Такой неприкрытый блеф кто-нибудь из них наверняка разоблачил бы. Однако полной уверенности ни у кого из них не было. По крайней мере, уверенности в том, что остальные десять тоже раскусят вранье. Поэтому вот и задачка: почему я должен молчать и надеяться, что это блеф, если кто-нибудь другой наверняка расколется?

После четырех допросов двое сказали, что это Брэд. После шести мы точно знали, что он сделал это в спальне клюшкой для гольфа. Я пошел к Брэду, сидевшему в одном из двух кабинетов, и выложил все, что мы узнали.

Он откинулся на спинку кресла, прямо на связанные за спиной руки, и зевнул.

– Ну валяй, пристрели меня тогда.

Я сглотнул, выжидая. Я ждал. И дождался слез. Не моих, а его. Они капали на письменный стол из серого состаренного тикового дерева и впитывались в древесину.

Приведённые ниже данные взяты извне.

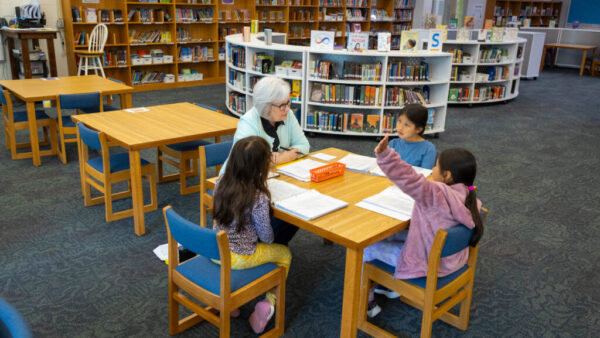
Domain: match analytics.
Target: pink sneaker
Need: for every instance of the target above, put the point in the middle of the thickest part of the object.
(263, 311)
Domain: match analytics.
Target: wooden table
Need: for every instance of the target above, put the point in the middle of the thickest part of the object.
(352, 227)
(158, 125)
(35, 90)
(555, 46)
(25, 35)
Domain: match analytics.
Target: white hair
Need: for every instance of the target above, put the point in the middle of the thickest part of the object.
(269, 90)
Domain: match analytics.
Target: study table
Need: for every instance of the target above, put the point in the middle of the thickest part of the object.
(353, 227)
(556, 46)
(36, 90)
(149, 127)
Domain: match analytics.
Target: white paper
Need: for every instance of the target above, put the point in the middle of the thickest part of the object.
(322, 156)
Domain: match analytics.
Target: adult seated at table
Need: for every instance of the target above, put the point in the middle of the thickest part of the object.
(272, 119)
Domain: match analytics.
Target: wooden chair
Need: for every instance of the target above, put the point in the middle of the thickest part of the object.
(433, 295)
(18, 120)
(211, 155)
(183, 156)
(91, 59)
(101, 172)
(219, 287)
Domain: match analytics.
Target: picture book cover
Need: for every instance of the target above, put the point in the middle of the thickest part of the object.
(408, 41)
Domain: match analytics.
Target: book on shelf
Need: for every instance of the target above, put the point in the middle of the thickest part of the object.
(304, 203)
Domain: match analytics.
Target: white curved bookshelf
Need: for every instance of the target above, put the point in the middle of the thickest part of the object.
(322, 112)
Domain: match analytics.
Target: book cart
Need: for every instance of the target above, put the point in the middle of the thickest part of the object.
(484, 72)
(341, 92)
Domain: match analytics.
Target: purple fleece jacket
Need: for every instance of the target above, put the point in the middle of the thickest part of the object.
(437, 206)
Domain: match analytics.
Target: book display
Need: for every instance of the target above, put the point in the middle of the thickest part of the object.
(343, 92)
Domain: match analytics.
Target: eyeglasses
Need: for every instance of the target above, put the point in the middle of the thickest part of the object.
(283, 106)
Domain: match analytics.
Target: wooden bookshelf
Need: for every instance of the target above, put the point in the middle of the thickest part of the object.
(539, 13)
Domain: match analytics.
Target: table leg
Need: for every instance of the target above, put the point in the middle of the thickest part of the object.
(137, 194)
(35, 145)
(351, 292)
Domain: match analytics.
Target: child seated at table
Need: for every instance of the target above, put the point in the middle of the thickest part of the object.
(411, 145)
(443, 203)
(242, 208)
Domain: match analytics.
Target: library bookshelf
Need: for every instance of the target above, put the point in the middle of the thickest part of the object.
(537, 13)
(484, 72)
(370, 90)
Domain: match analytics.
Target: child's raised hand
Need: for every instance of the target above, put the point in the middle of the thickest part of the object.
(382, 144)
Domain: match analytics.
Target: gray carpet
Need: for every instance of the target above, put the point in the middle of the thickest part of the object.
(73, 275)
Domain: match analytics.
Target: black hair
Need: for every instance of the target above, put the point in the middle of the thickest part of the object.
(462, 166)
(417, 114)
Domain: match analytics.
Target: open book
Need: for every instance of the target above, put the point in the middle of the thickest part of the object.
(368, 165)
(391, 202)
(304, 203)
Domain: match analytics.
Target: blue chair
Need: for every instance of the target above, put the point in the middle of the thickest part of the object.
(101, 172)
(184, 157)
(434, 295)
(81, 103)
(212, 155)
(217, 286)
(18, 120)
(12, 323)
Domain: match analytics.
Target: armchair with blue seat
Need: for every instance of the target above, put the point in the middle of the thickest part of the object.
(101, 172)
(183, 156)
(217, 286)
(18, 120)
(433, 295)
(81, 103)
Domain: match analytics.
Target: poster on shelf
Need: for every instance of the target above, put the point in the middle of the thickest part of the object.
(435, 40)
(322, 40)
(358, 42)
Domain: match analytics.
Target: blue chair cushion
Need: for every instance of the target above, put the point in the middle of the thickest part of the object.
(191, 145)
(118, 162)
(422, 281)
(21, 116)
(206, 274)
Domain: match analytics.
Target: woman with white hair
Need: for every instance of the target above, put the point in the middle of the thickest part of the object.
(272, 119)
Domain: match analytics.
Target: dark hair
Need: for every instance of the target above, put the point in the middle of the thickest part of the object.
(245, 176)
(417, 114)
(461, 164)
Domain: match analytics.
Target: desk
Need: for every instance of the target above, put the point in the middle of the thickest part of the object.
(25, 35)
(352, 227)
(157, 126)
(35, 90)
(584, 48)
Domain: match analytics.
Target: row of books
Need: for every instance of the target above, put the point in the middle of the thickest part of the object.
(149, 37)
(193, 15)
(237, 102)
(346, 94)
(404, 72)
(399, 96)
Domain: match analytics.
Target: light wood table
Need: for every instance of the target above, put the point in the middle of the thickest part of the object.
(352, 227)
(35, 90)
(157, 126)
(556, 46)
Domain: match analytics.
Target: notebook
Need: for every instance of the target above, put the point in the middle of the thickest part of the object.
(304, 203)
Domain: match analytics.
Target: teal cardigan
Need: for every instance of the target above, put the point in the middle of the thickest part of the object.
(290, 134)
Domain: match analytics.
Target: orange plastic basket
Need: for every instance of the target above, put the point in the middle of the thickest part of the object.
(327, 171)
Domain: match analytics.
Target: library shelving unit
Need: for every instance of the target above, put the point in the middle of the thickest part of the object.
(371, 86)
(484, 72)
(539, 13)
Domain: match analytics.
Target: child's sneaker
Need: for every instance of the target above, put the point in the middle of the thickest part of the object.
(382, 290)
(373, 309)
(263, 311)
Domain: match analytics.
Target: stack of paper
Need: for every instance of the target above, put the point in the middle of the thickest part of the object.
(300, 170)
(391, 202)
(304, 203)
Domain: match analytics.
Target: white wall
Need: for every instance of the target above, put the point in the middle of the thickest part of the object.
(53, 11)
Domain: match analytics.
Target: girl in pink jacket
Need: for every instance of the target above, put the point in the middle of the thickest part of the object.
(443, 203)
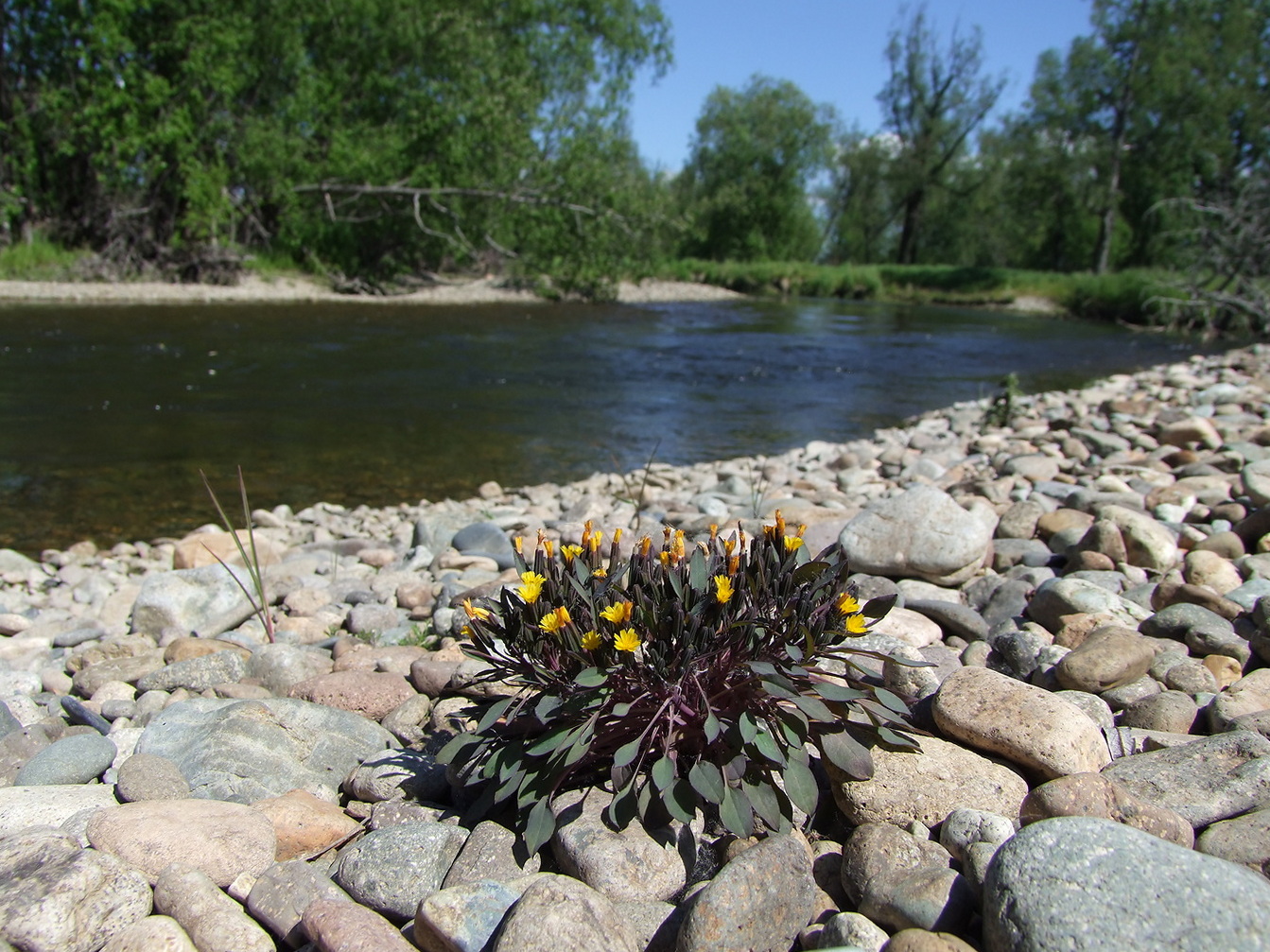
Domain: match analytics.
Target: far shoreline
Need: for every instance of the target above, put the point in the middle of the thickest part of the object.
(300, 289)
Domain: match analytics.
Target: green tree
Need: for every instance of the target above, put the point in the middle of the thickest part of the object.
(751, 164)
(932, 102)
(143, 126)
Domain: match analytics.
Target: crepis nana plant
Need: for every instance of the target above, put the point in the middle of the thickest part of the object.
(680, 677)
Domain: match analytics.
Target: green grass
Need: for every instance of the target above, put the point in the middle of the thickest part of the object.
(38, 260)
(1114, 297)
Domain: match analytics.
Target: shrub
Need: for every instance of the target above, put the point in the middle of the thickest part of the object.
(684, 678)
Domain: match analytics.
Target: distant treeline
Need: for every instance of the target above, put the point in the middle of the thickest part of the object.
(376, 139)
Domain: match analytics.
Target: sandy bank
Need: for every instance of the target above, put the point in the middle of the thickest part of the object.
(255, 289)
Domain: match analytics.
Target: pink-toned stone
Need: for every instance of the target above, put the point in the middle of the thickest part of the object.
(304, 825)
(220, 839)
(394, 659)
(369, 693)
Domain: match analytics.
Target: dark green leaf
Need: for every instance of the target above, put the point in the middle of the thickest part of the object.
(663, 773)
(622, 808)
(706, 781)
(539, 826)
(681, 801)
(800, 785)
(711, 728)
(626, 753)
(769, 747)
(589, 678)
(492, 714)
(892, 701)
(737, 814)
(837, 692)
(815, 708)
(458, 749)
(697, 570)
(763, 800)
(847, 754)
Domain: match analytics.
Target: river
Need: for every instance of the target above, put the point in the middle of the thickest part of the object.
(108, 413)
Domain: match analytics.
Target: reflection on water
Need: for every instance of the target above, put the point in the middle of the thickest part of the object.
(108, 413)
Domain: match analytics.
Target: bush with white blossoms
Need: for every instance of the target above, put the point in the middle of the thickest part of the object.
(681, 677)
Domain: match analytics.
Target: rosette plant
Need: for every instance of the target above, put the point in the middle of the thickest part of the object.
(684, 678)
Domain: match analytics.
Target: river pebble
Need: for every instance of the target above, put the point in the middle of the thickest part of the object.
(1087, 582)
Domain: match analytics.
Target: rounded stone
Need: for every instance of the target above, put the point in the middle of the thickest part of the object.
(75, 759)
(220, 839)
(1054, 878)
(1024, 723)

– Я не хотел, мистер Адамс, – всхлипывал он, – я любил Эми. Всегда любил. Но она… – он судорожно вздохнул, – она меня презирала. Считала, что я для нее недостаточно хорош, – он хохотнул, – я, наследник самого богатого человека в городе. Каково, а?

Я не ответил. Он поднял взгляд и посмотрел на меня:

– Она сказала, что ненавидит меня, мистер Адамс. И знаете что – тут я с ней солидарен. Я тоже себя ненавижу.

– Можно считать это признанием, Брэд?

Он посмотрел на меня. Кивнул. Я взглянул на Ларсена, и тот тоже коротко кивнул, подтверждая, что мы с ним слышали одно и то же. Мы поднялись и вернулись к ожидающему нас Даунингу.

– Сознался, – сказал я.

– И что будешь делать? – спросил Ларсен, тоже выходя в коридор.

Я перевел дыхание.

– Посажу его в тюрьму.

– В тюрьму? – усмехнулся Даунинг. – Да его вздернуть надо!

– Ты хорошо подумал, Уилл? – спросил Ларсен. – Ты же понимаешь, что, если сдашь его полицейским, его на следующий день выпустят.

– Нет, он отправится в свою собственную тюрьму.

– В смысле?

– В тюрьму, где он запер Эми. Предварительное заключение, пока я не подготовлю дело и не передам в суд.

– Ты хочешь… чтобы сын Колина Лоува предстал перед судьей и присяжными?

– Разумеется. Перед законом все равны. На этом основана наша нация.